The IRS claims that personal property such as a hood, chairs and tables that remained in the restaurant as well as outside signage, etc., is subject to sales proceeds, which need to be taxed. The IRS argues that this transaction is treated as a “sale of business.” Furthermore, they argue that since the IRS does not have a copy of the appraisal at hand, the assumption is that a certain dollar amount was allocated toward personal property.
This does not make any sense because the valuation and appraisal were done way before the last tenant moved out, so the county wouldn’t even know what personal property was left in the building. Also, the county obviously had no interest in the building since the plan was to tear the building down for the road widening. Nobody seems to have a copy of the appraisal other than maybe the lawyer. I have got to believe that there has to be a different tax treatment when a “sale” falls under eminent domain rules. Are forced sales under eminent domain subject to different tax rules?
It sounds like you’re dealing with an agent who is trying to make a mountain out of a mole hill.
If I understand, the agent is attempting to allocate part of the proceeds to personal property left by your tenants in order to recharacterize part of the sale proceeds as ordinary income rather than capital gain taxed at a lower rate. While such an allocation is appropriate in the case of the sale of a going concern, in your case the state had no interest in purchasing a business. In fact, the only thing of value to the state was the land.

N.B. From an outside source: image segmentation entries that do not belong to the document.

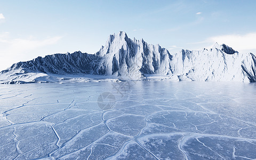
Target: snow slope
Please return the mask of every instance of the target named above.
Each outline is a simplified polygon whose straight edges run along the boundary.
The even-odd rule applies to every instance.
[[[14,63],[0,73],[0,83],[76,82],[93,77],[254,82],[255,74],[253,54],[239,53],[225,44],[215,43],[209,50],[182,50],[172,54],[143,39],[132,40],[121,31],[110,35],[94,54],[78,51]]]

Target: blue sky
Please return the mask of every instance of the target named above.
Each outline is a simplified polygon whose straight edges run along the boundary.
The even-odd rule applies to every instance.
[[[170,52],[214,42],[256,53],[256,1],[1,1],[0,70],[56,53],[94,53],[110,34]]]

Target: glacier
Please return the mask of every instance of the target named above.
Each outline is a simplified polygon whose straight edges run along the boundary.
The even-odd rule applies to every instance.
[[[256,58],[215,43],[212,49],[172,53],[158,44],[110,35],[94,54],[54,54],[13,64],[0,84],[120,80],[256,82]]]

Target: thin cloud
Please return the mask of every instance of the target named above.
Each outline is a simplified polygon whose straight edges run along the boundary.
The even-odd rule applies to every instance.
[[[0,19],[4,19],[5,17],[4,17],[4,14],[3,13],[0,13]]]
[[[195,48],[193,50],[197,50],[202,46],[211,49],[212,45],[217,42],[219,44],[227,45],[238,51],[255,52],[256,51],[255,42],[256,42],[256,32],[244,35],[219,35],[209,37],[203,41],[189,43],[187,44],[194,46]]]

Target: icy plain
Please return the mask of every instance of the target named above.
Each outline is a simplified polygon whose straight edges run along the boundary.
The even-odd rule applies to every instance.
[[[0,85],[1,159],[255,159],[256,84]]]

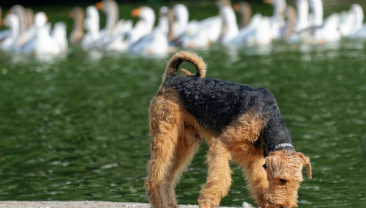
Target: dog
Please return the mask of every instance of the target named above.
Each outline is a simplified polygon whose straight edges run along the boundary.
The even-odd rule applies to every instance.
[[[182,69],[193,64],[197,74]],[[265,88],[204,78],[206,64],[181,51],[168,63],[150,105],[151,155],[146,195],[154,208],[178,208],[174,188],[204,138],[209,146],[201,208],[220,204],[232,183],[231,161],[242,167],[247,187],[262,208],[297,206],[297,191],[309,157],[296,152],[274,97]]]

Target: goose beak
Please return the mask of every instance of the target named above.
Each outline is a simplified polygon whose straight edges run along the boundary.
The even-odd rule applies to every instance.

Therefore, to the buyer, there is no fair market value of those items and therefore, as you point out, there should be no allocation of the proceeds to that property. In fact, I’m sure you could have removed those items if they had any value, but the fact that you chose to abandon that property strengthens your argument that they were without value.
Furthermore, since you were the landlord, the personal property your tenants left behind should have no bearing on your tax consequences. Ordinary income would only come about from depreciation recapture. Since these items were not subject to depreciation in your hands, there would be no ordinary income from their sale.
Your agent is off track, and I would recommend you hire a CPA to represent you on this issue. Alternatively, you could request a conference with the agent’s supervisor and present these arguments. If you don’t get anywhere with the agent or supervisor, advise them that you will take their findings to IRS appeals.